I noticed a pellet I let sit (I know, bad girl) at the bottom of the tank is now missing, so he may have eaten it, but I've never had a betta eat so little and be full. Mind you, he is fairly small. I could have just forgotten scooping it out, though.

Any thoughts? I was thinking of trying freeze-dried bloodworms, but I'm on a very tight schedule with my finals. It's hard to get to a fish store without committing a few hours to it. So, I'm looking for thoughts. Will he be okay if I wait until Saturday afternoon to buy him bloodworms? His stomach still seems a little bit bulging. 

Thanks.


----------



## Ciddian (Mar 15, 2006)

You can always try the frozen thawed pea thing but honestly I am sure he's just settling in so far. 
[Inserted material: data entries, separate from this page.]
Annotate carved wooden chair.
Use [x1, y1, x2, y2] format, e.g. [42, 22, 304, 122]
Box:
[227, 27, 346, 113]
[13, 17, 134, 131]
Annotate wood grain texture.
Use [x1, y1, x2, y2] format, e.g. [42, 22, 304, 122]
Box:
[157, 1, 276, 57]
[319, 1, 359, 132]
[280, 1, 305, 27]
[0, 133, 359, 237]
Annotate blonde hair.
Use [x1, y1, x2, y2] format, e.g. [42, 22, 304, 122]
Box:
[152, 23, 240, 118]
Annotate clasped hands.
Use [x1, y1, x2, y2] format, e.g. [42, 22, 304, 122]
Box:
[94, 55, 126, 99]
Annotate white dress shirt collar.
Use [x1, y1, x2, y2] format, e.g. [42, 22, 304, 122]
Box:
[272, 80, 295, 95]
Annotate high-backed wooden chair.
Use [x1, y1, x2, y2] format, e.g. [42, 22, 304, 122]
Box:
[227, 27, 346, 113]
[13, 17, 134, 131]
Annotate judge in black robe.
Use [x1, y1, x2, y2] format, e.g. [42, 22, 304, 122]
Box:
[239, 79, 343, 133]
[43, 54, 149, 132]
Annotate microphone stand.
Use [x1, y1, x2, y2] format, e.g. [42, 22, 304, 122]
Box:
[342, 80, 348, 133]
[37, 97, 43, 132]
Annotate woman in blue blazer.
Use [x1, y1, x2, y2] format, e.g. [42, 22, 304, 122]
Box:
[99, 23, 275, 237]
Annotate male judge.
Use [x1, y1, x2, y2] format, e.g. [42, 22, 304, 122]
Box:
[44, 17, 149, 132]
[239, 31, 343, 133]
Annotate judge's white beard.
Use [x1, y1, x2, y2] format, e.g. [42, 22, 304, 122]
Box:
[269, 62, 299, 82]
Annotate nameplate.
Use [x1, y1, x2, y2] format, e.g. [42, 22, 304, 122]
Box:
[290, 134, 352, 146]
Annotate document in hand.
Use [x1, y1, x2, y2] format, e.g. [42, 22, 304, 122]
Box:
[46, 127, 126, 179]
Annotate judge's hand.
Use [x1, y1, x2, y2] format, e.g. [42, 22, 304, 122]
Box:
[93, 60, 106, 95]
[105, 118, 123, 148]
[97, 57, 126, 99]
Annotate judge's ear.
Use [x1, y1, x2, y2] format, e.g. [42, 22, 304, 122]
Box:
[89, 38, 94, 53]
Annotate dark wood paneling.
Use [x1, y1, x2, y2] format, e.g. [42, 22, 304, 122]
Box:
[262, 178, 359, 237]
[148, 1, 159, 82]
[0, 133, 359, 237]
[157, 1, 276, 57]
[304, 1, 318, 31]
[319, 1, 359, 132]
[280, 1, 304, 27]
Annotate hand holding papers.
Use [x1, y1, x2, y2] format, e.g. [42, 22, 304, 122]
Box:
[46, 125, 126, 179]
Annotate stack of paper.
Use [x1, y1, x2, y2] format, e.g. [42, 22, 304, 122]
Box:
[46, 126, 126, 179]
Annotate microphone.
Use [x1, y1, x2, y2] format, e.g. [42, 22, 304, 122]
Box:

Bettas I find can be picky like cats. If he was getting frozen bloodworms at the store or freeze dried I am sure he'd be turning his nose up at anything else.

as long as your temperatures are not too cold and are stable he should start eating by next week sometime. Don't stress too much if he has no appetite this week, he'll be just fine for a few days.

When you do start feeding the pellets or flakes, try to pre soak them to make them soft and more appealing.


----------



## fishclubgirl (Mar 4, 2010)

Sounds like he's just being a betta. Mine get fed first thing in the morning so they know lights on means food. I get greeted by over 60 happy betta faces each morning. Also they only get 2-3 pellets a day. Yours might not be hungry too..


----------



## Sagittarius-Aquarius (Oct 30, 2009)

Thanks for the advice, I just wanted to be extra cautious, he's starting to develop quite an attitude already. I did soak pellets today, and chop them into smaller pieces. Initially he tried to eat them dry but he's clearly not used to them, he couldn't get one into his mouth (he also is rather small). After soaking though, he went through 3 pellets so I'm no longer worried. 
The temperature's a bit low for my liking (74ish) but it is a temporary home. He'll be moving into a 10 gallon 78F tank after Christmas.


----------